Beijing: The policy that supports every married couple to have up to three children in China has been rolled out far earlier than many expected. On May 31, one day before International Children’s Day, a meeting of the Political Bureau of the Communist Party of China (CPC) Central Committee, which took place in Beijing, announced the new decision.
Earlier in May, the results of the seventh national census were released to the public, demonstrating the country’s multiple demographic challenges, including slower growth, a growing aging population and a shrinking working-age population.
The time period from implementing the policy of single child for most urban couples to allowing every couple to have up to two children spanned over three decades. The rural and ethnic minority couples have largely been exempt from the family planning policy. Compared with that, the five-year-span from two- to three-child policy is a lot shorter.
The new policy is expected to maximize the population’s role in boosting economic and social growth and address the risks of a downward trend in fertility, according to the National Health Commission (NHC).
Longtime concerns
Learning about the long discussions regarding birth control in the past several years might help people understand the rationale behind the new policy.
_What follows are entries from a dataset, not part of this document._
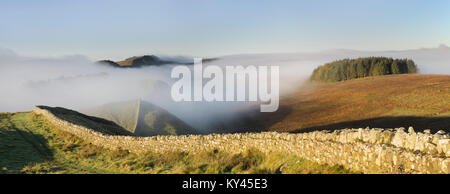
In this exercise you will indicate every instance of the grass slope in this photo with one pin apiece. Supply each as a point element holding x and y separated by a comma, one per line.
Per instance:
<point>421,101</point>
<point>28,144</point>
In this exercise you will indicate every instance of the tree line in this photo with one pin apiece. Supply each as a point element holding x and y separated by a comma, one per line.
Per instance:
<point>347,69</point>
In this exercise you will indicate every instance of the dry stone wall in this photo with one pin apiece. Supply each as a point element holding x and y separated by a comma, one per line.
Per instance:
<point>364,150</point>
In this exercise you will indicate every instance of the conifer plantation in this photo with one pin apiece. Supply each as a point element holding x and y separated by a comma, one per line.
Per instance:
<point>347,69</point>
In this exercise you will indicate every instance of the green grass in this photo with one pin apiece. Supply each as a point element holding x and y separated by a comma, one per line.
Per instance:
<point>28,144</point>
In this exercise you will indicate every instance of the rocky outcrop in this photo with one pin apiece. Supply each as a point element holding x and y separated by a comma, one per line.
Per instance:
<point>364,150</point>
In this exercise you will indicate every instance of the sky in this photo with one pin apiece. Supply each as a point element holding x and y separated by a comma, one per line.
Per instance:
<point>110,29</point>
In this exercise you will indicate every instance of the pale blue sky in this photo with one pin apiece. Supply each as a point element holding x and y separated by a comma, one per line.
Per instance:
<point>117,29</point>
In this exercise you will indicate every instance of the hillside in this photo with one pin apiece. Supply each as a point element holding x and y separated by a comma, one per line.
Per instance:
<point>421,101</point>
<point>142,118</point>
<point>137,61</point>
<point>29,143</point>
<point>348,69</point>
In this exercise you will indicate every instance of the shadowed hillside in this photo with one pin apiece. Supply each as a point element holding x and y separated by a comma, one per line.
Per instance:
<point>142,118</point>
<point>98,124</point>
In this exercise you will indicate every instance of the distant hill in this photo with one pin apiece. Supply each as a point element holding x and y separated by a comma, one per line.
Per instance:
<point>142,118</point>
<point>362,67</point>
<point>421,101</point>
<point>146,60</point>
<point>137,61</point>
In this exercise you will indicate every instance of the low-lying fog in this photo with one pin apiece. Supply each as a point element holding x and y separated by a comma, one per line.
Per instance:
<point>76,82</point>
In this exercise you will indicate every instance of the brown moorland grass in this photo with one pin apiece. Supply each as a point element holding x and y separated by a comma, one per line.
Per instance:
<point>421,101</point>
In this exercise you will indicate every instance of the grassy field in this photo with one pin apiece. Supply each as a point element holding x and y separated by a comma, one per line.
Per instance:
<point>421,101</point>
<point>28,144</point>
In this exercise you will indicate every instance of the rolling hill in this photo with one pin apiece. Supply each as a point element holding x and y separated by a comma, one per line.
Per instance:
<point>137,61</point>
<point>142,118</point>
<point>421,101</point>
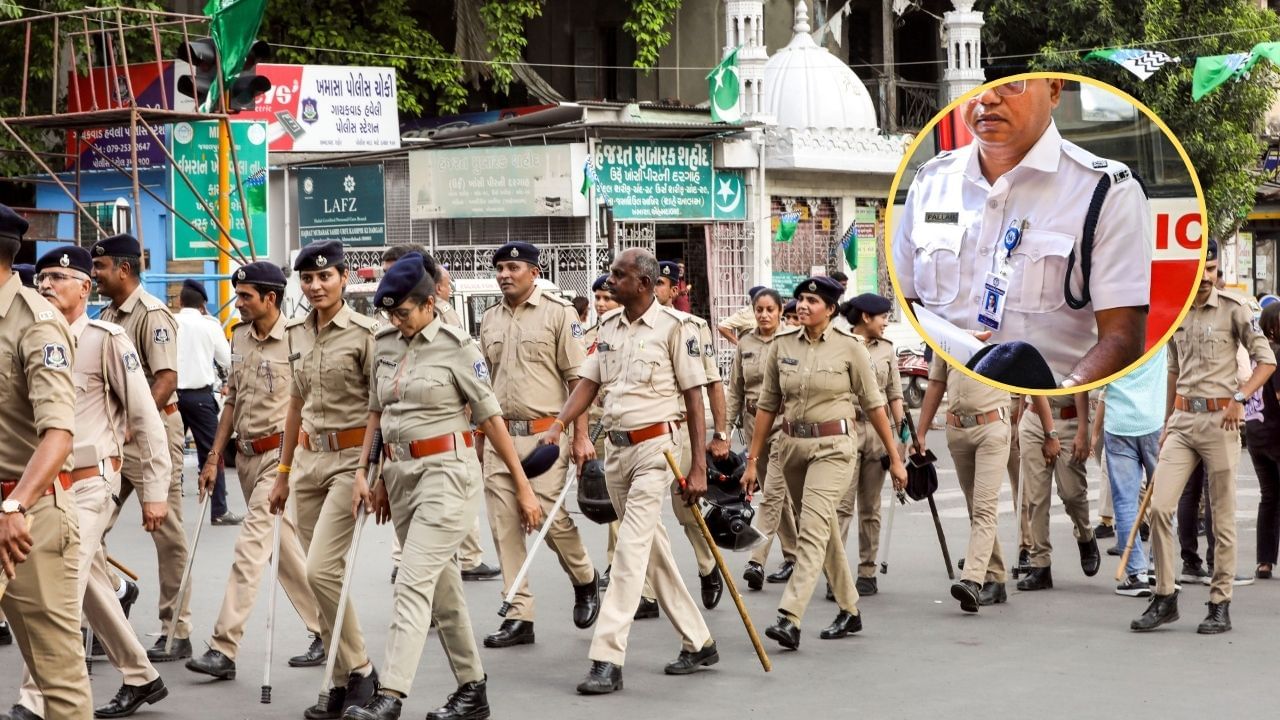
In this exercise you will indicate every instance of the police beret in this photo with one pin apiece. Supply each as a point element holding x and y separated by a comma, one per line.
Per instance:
<point>123,245</point>
<point>1015,363</point>
<point>822,286</point>
<point>67,256</point>
<point>517,251</point>
<point>320,255</point>
<point>401,278</point>
<point>260,273</point>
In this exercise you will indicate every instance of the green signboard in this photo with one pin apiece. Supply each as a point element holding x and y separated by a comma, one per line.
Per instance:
<point>664,180</point>
<point>343,204</point>
<point>195,150</point>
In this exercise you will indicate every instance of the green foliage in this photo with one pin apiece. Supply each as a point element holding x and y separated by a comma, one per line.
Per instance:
<point>1220,132</point>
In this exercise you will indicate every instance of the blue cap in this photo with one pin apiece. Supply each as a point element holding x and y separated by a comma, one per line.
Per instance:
<point>320,255</point>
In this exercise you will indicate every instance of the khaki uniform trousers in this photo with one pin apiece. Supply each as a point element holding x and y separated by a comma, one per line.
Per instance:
<point>1072,484</point>
<point>818,473</point>
<point>434,504</point>
<point>170,540</point>
<point>639,481</point>
<point>1191,438</point>
<point>42,605</point>
<point>94,505</point>
<point>979,455</point>
<point>508,537</point>
<point>776,515</point>
<point>321,483</point>
<point>252,556</point>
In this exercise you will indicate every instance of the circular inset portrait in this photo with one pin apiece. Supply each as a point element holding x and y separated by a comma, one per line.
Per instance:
<point>1046,233</point>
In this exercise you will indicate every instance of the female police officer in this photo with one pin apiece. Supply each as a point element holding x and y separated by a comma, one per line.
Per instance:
<point>814,376</point>
<point>425,374</point>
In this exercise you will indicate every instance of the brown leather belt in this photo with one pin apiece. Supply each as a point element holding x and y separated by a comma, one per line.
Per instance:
<point>416,449</point>
<point>257,446</point>
<point>1201,404</point>
<point>95,470</point>
<point>333,441</point>
<point>626,438</point>
<point>816,429</point>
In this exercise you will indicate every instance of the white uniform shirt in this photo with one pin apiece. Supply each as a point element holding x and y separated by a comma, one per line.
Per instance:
<point>950,235</point>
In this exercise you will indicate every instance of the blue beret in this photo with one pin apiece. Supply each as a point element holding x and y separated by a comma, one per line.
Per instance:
<point>118,246</point>
<point>822,286</point>
<point>260,273</point>
<point>401,278</point>
<point>320,255</point>
<point>67,256</point>
<point>517,251</point>
<point>1014,364</point>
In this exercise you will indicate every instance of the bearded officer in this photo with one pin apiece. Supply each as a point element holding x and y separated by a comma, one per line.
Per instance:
<point>534,346</point>
<point>149,323</point>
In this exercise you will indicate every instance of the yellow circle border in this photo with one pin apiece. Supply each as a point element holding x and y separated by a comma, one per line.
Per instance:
<point>926,133</point>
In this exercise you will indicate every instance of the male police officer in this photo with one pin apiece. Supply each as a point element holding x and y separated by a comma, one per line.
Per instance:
<point>533,345</point>
<point>1205,411</point>
<point>149,323</point>
<point>1008,214</point>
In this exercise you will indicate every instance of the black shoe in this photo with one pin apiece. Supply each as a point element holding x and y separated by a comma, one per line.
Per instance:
<point>967,592</point>
<point>1037,579</point>
<point>785,632</point>
<point>129,698</point>
<point>1162,609</point>
<point>688,661</point>
<point>312,657</point>
<point>213,664</point>
<point>844,625</point>
<point>712,588</point>
<point>784,572</point>
<point>1219,619</point>
<point>992,593</point>
<point>603,678</point>
<point>1089,557</point>
<point>379,707</point>
<point>586,602</point>
<point>511,633</point>
<point>181,650</point>
<point>647,610</point>
<point>481,572</point>
<point>469,702</point>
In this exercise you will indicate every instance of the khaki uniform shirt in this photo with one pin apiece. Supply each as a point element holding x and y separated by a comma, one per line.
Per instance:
<point>423,384</point>
<point>818,381</point>
<point>330,369</point>
<point>643,367</point>
<point>113,400</point>
<point>36,388</point>
<point>1203,346</point>
<point>533,351</point>
<point>257,387</point>
<point>150,324</point>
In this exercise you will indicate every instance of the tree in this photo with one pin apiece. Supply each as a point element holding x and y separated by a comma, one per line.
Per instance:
<point>1220,133</point>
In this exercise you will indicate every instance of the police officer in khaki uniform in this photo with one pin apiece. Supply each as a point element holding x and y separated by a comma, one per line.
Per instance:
<point>978,440</point>
<point>330,355</point>
<point>149,323</point>
<point>647,356</point>
<point>39,525</point>
<point>777,511</point>
<point>814,377</point>
<point>533,345</point>
<point>112,400</point>
<point>257,399</point>
<point>1205,411</point>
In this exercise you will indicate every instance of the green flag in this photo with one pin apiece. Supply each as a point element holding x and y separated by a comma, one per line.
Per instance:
<point>233,23</point>
<point>725,92</point>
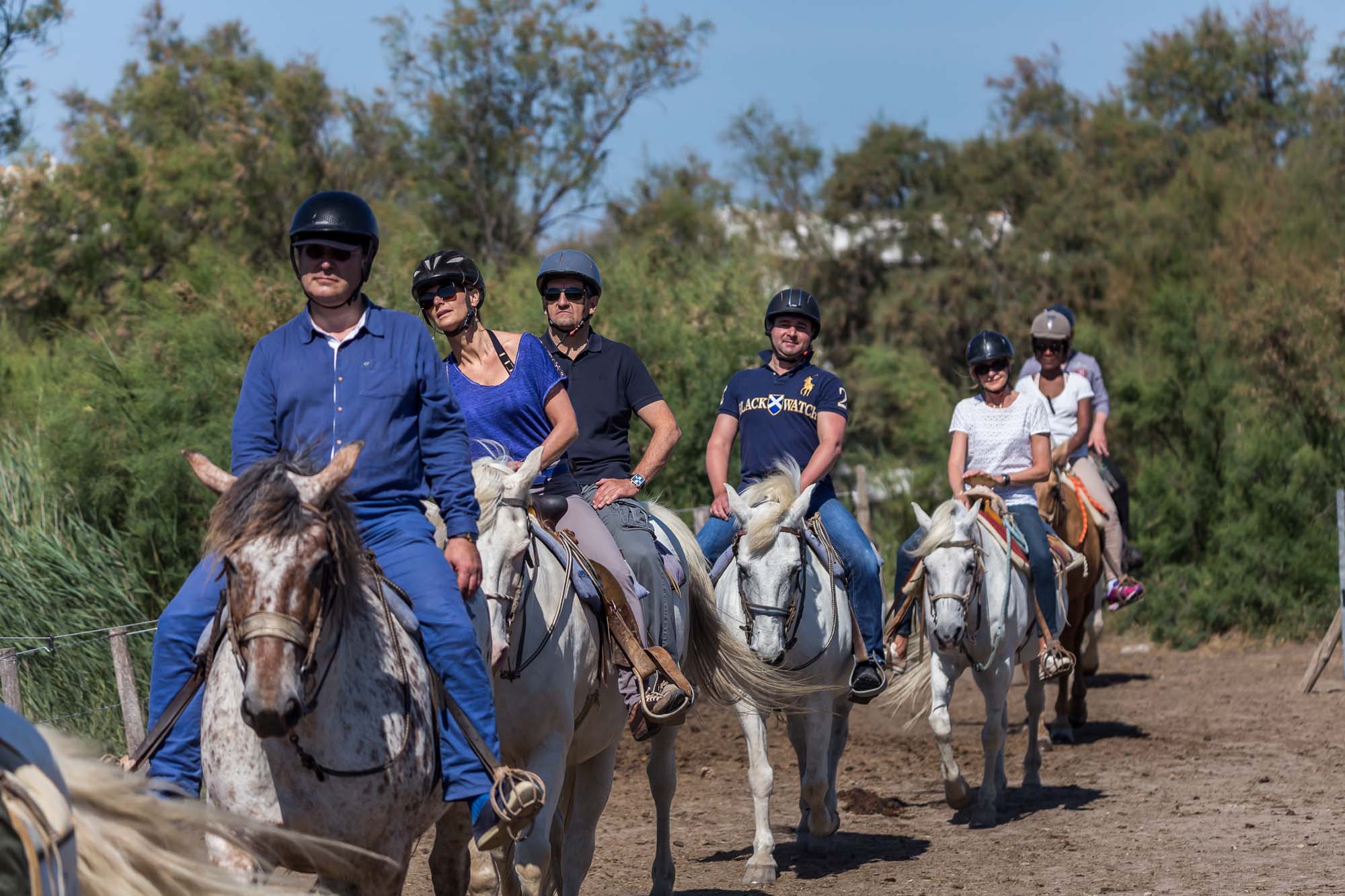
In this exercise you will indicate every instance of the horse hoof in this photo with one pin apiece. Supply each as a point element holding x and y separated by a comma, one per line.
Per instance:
<point>985,817</point>
<point>761,874</point>
<point>957,792</point>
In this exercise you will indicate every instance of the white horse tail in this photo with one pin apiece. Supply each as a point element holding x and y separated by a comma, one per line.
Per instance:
<point>720,665</point>
<point>910,694</point>
<point>132,841</point>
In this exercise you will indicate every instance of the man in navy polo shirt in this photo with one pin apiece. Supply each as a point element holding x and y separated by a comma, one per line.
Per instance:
<point>792,408</point>
<point>607,384</point>
<point>344,370</point>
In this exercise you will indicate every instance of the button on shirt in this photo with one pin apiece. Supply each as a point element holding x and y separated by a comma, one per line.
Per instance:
<point>309,393</point>
<point>778,415</point>
<point>609,382</point>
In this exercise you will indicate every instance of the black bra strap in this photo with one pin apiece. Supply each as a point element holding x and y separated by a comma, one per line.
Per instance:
<point>501,353</point>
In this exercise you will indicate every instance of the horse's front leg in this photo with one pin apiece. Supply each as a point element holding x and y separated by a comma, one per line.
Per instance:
<point>662,774</point>
<point>762,868</point>
<point>944,674</point>
<point>592,787</point>
<point>995,686</point>
<point>1036,701</point>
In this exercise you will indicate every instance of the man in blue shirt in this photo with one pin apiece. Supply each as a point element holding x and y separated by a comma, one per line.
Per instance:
<point>792,408</point>
<point>344,370</point>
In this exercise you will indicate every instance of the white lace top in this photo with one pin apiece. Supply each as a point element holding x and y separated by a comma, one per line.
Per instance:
<point>1000,439</point>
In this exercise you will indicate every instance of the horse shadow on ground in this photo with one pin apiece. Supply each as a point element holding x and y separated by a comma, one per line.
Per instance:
<point>1022,802</point>
<point>1110,680</point>
<point>847,852</point>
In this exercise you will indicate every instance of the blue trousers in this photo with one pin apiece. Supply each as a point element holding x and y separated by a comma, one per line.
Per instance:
<point>404,542</point>
<point>1039,557</point>
<point>861,564</point>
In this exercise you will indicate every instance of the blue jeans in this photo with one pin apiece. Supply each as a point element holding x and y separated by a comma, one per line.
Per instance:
<point>861,563</point>
<point>404,542</point>
<point>1039,557</point>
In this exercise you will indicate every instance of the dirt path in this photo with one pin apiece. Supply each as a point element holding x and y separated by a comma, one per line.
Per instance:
<point>1199,772</point>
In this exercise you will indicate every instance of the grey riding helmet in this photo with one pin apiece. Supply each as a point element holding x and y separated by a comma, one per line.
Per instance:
<point>1051,326</point>
<point>794,302</point>
<point>571,263</point>
<point>988,345</point>
<point>336,218</point>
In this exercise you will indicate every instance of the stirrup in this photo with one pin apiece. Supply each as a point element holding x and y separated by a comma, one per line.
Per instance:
<point>1055,661</point>
<point>868,694</point>
<point>517,797</point>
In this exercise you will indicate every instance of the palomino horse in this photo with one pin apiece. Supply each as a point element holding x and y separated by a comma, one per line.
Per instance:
<point>87,826</point>
<point>310,628</point>
<point>978,614</point>
<point>558,713</point>
<point>792,610</point>
<point>1062,506</point>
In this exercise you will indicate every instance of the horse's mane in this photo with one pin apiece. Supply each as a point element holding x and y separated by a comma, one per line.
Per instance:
<point>264,503</point>
<point>489,473</point>
<point>944,525</point>
<point>781,489</point>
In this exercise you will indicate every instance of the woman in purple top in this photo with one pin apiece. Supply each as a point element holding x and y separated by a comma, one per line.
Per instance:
<point>512,393</point>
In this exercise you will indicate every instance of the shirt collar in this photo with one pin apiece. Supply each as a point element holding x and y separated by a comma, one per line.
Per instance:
<point>372,321</point>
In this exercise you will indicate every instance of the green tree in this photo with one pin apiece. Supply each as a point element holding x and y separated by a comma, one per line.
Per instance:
<point>22,24</point>
<point>514,103</point>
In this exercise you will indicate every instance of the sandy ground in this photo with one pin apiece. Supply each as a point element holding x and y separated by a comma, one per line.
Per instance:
<point>1198,772</point>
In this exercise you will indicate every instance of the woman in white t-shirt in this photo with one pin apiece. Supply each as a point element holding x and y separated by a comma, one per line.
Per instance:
<point>1069,400</point>
<point>1003,435</point>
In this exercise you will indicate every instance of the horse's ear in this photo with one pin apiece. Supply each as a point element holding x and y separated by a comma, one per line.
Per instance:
<point>742,510</point>
<point>525,475</point>
<point>321,486</point>
<point>209,474</point>
<point>801,506</point>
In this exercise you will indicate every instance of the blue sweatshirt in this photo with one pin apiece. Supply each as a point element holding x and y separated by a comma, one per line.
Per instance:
<point>385,385</point>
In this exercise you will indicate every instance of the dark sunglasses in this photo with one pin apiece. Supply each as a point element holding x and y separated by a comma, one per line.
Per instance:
<point>317,252</point>
<point>574,294</point>
<point>991,366</point>
<point>442,291</point>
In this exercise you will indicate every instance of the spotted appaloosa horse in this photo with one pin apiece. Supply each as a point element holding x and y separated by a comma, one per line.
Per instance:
<point>1061,505</point>
<point>301,591</point>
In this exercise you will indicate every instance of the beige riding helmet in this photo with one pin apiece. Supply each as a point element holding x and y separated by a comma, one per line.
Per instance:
<point>1051,325</point>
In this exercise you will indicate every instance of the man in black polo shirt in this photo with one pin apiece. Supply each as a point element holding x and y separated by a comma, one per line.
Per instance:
<point>607,384</point>
<point>792,408</point>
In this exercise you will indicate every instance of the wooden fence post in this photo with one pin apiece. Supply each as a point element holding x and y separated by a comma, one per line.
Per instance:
<point>861,499</point>
<point>10,680</point>
<point>132,720</point>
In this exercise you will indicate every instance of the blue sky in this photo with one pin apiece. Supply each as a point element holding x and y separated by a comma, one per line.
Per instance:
<point>836,65</point>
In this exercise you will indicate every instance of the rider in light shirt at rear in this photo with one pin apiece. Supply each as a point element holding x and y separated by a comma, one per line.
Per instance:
<point>792,408</point>
<point>1070,404</point>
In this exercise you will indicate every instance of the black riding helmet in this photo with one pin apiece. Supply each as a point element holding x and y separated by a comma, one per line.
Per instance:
<point>794,302</point>
<point>988,345</point>
<point>571,263</point>
<point>338,217</point>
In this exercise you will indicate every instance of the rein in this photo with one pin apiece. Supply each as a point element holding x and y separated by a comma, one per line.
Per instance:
<point>793,612</point>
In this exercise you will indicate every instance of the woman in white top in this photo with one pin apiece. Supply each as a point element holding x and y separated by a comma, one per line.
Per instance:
<point>1069,400</point>
<point>1003,435</point>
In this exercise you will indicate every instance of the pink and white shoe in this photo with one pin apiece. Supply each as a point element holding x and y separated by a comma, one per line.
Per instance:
<point>1125,592</point>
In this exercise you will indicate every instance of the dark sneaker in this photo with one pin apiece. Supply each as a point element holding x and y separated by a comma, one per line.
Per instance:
<point>868,680</point>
Birth policy shift has been a hot topic in recent years in China, especially at the annual “two sessions,” namely those of the National People’s Congress (NPC) and the National Committee of Chinese People’s Political Consultative Conference.
Zhu Lieyu, a lawyer from Guangdong Province and a deputy to the 13th NPC, has been calling for a three-child policy since 2018. Zhu said that for more than two decades, the total fertility rate, the average number of children a woman would have in a lifetime, in China has been lower than 2.1, the current internationally accepted level for developed countries at which a population exactly replaces itself from one generation to the next. “This has caused an imbalance in the demographic structure of China,” Zhu said. He is glad to see the new policy in place and said more supporting measures need to be introduced to go with the new decision.
Regarding the obstacles that have made Chinese parents hesitant to have more children, including financial burdens, a shortage of infant care services and impacts on the professional career, he suggested introducing more measures such as giving new mothers a three-year paid maternity leave.
This suggestion though was commented on by many netizens for being “impractical.” “That means if a woman plans to have three children, the employer needs to give her maternity leave for nine years and still pay her,” a netizen said in a post. “I don’t think that will work,” the commentator concluded.